THE DUMMY MEETS ANGELICA TRINCO

Dove si perde la vista. Dove lo sguardo non sa più arrivare. Dove gli occhi cedono il passo all’immaginazione. Dove il tempo scorre, seppur immobile. Dove lo spazio circoscrive, seppur sconfinato. E’ lì, esattamente lì, che incomincia la fotografia di Angelica Trinco. 23 anni, un breve passaggio a giurisprudenza prima di assecondare la sua vera inclinazione e iniziare gli studi alla LABA (Libera Accademia della Belle Arti di Brescia).

“Io voglio fare foto e non voglio fare niente altro. Catturo immagini da sempre che io ricordi.

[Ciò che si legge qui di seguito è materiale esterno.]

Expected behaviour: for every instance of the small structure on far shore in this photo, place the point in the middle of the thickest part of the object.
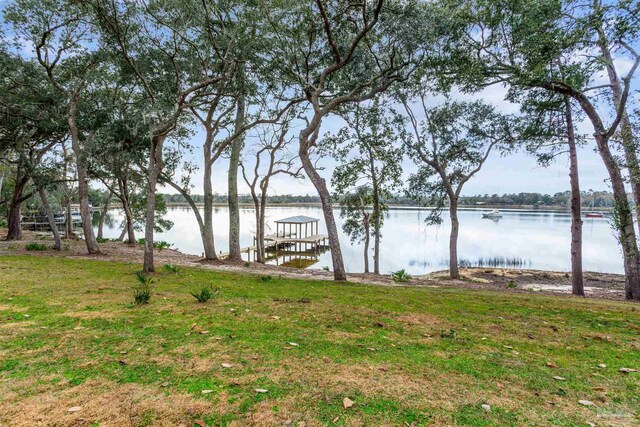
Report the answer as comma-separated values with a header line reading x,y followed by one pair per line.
x,y
296,224
297,241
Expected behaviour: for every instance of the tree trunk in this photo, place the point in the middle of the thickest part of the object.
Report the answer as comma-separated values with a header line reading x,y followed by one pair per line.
x,y
57,243
234,207
153,172
103,215
376,226
339,272
208,241
367,232
453,238
626,130
577,284
623,222
126,205
83,183
68,221
263,207
259,249
14,216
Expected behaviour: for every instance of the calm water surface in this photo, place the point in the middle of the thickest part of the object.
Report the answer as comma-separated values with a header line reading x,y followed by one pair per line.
x,y
539,239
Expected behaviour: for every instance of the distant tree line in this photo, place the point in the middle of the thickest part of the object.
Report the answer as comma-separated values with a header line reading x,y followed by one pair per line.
x,y
596,199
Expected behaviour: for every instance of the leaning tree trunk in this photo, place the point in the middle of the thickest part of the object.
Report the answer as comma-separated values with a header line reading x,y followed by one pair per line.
x,y
57,243
339,272
453,238
376,217
623,222
626,130
1,179
153,173
126,206
367,231
83,183
263,207
14,216
208,241
234,207
259,224
103,215
577,283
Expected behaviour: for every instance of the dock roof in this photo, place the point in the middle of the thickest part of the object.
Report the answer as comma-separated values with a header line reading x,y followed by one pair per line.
x,y
298,219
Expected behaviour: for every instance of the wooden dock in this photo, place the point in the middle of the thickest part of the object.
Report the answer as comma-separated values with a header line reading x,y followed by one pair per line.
x,y
290,245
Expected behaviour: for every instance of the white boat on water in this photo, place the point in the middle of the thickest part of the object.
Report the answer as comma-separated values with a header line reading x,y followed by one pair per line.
x,y
494,214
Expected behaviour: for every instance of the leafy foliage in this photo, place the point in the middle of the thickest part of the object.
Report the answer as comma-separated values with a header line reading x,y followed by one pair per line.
x,y
171,268
35,246
400,276
142,291
205,293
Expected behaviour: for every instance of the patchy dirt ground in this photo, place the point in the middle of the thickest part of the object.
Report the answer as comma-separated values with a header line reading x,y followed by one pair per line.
x,y
597,285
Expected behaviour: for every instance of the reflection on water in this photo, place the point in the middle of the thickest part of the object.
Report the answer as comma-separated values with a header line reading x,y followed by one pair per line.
x,y
540,239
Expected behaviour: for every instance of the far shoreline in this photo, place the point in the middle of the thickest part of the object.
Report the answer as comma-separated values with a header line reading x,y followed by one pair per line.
x,y
524,208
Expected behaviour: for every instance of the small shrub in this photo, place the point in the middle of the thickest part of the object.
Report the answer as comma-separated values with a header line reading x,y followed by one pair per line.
x,y
160,244
400,276
171,268
205,294
142,292
451,334
35,246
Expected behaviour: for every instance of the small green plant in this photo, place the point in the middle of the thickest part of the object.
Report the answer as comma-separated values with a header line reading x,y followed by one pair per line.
x,y
171,268
142,291
160,244
451,334
205,293
400,276
35,246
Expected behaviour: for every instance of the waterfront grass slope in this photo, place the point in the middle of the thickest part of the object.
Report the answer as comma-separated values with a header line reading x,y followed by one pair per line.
x,y
76,350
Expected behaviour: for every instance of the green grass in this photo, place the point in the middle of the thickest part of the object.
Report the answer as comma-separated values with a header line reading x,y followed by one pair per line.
x,y
70,335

Fin da piccola i miei genitori mi compravano continuamente quelle macchine fotografiche usa e getta e io scattavo e scattavo senza sosta. Potrei dirti che ho centinaia di foto, di manichini e lampioni per esempio. E’ stato mio padre a trasmettermi la passione per la fotografia. Da bambina mi rifugiavo nella mansarda di casa e sfogliavo gli album di foto che lui aveva realizzato, scartando quelle in bianco e nero perché già allora mi piacevano i colori. Mio padre utilizzava la fotografia come mezzo per fare una sorta di storytelling, perciò è colpa sua se mi è rimasta dentro la propensione a ricreare per immagini le atmosfere e le sensazioni del momento che voglio fissare.”

Emergono prepotenti le emozioni in un lavoro difficile da definire, che sa di inusuale anche quando pretende di essere accostato alla fotografia di moda. Esplode, viscerale quasi, un desiderio di libertà che danza senza freni a cospetto di una natura sontuosa. Sono frammenti di storie, immagini fisse su istanti e gesti, momenti di giornate ibride, tra realtà e invenzione, in cui la figura femminile svolge sempre un ruolo centrale. Due donne si pettinano, si prendono cura l’una dell’altra. Sono colte nell’intimità dello spazzolarsi i capelli, sedute sul ciglio di una finestra aperta alla luce cristallina di un paesaggio montano. Complici e composte. Altre due si tengono per mano dando le spalle al mondo noto per consegnare speranze e aspettative a un punto di infinito. Immobili e raggianti.

Ho sempre avuto dentro questa sete di libertà. Quindi dalla rappresentazione che io faccio delle donne non può che emergere inequivocabile questa mia vocazione

“Non hanno bisogno di aiuto le persone che ritraggo nelle mie foto, sono autonome e bastevoli a sé stesse. E quando le ritraggo in coppia sono sempre due donne che si aiutano tra di loro, non necessitano di altro. La mia fotografia è popolata di legami fraterni e storie di amicizia. Ma l’amore… quello no… è un tema che non sono interessata a esplorare.”

La formazione scorre avendo come riferimento grandi maestri della fotografia quali Patrick Demarchelier o Richard Avedon e una predilezione particolare per Oliviero Toscani. “Una persona che mi piace tantissimo perché mi fa ridere un sacco. Quando l’ho conosciuto e ho sentito come parlava e quanto era arrabbiato mi ha rapita! E più guardavo le sue foto e più me ne innamoravo.”

Gli orizzonti futuri aspirano invece ai risultati di certi lavori di Sue Bryces o Lara Jane Thorpe, professioniste che sono riuscite a costruire immagini bellissime unendo esigenze commerciali e proprie inclinazioni artistiche. “Io non so se mai arriverò ai loro livelli però è quello che mi piacerebbe fare: unire arte e lavoro, visone poetica e esigenze di mercato.”

E’ un rapporto totalitario quello di Angelica con la fotografia che si porta dietro una felicità piena e irrazionale che tutto travolge, anche i sentimenti, anche le persone, il più delle volte incapaci a reggere il confronto. Gli altri tendono a mettere confini e Trento, la sua città, pare più un luogo di costrizione che di ispirazione, il regno delle cose piccole. E capisci che il suo desiderio di libertà diventa fisico perfino, che ha bisogno di abitare un luogo che non è solo quello delle immagini. Un luogo vero. E lo devi solo assecondare, specie quando senza esitazione ti racconta che vorrebbe vivere nell’anonimato di una metropoli immensa aggirandosi ubriaca di felicità per strade che la ignorano.

Se c’è un momento in cui ho capito di essere una fotografa? Direi ogni volta che vedo una mia foto pubblicata su cartaceo e mi viene da piangere. E’ una emozione talmente forte, mi rende talmente felice, che altro nella mia vita non vorrei fare. Anche se i momenti difficili non mancano, quelli in cui mi viene voglia di mollare tutto e non vedere più niente e nessuno, nemmeno la fotografia. Ma poi, alla fine, mi convinco che ce la farò.”

Desidero ringraziare per la cortese intervista la fotografa Angelica Trinco.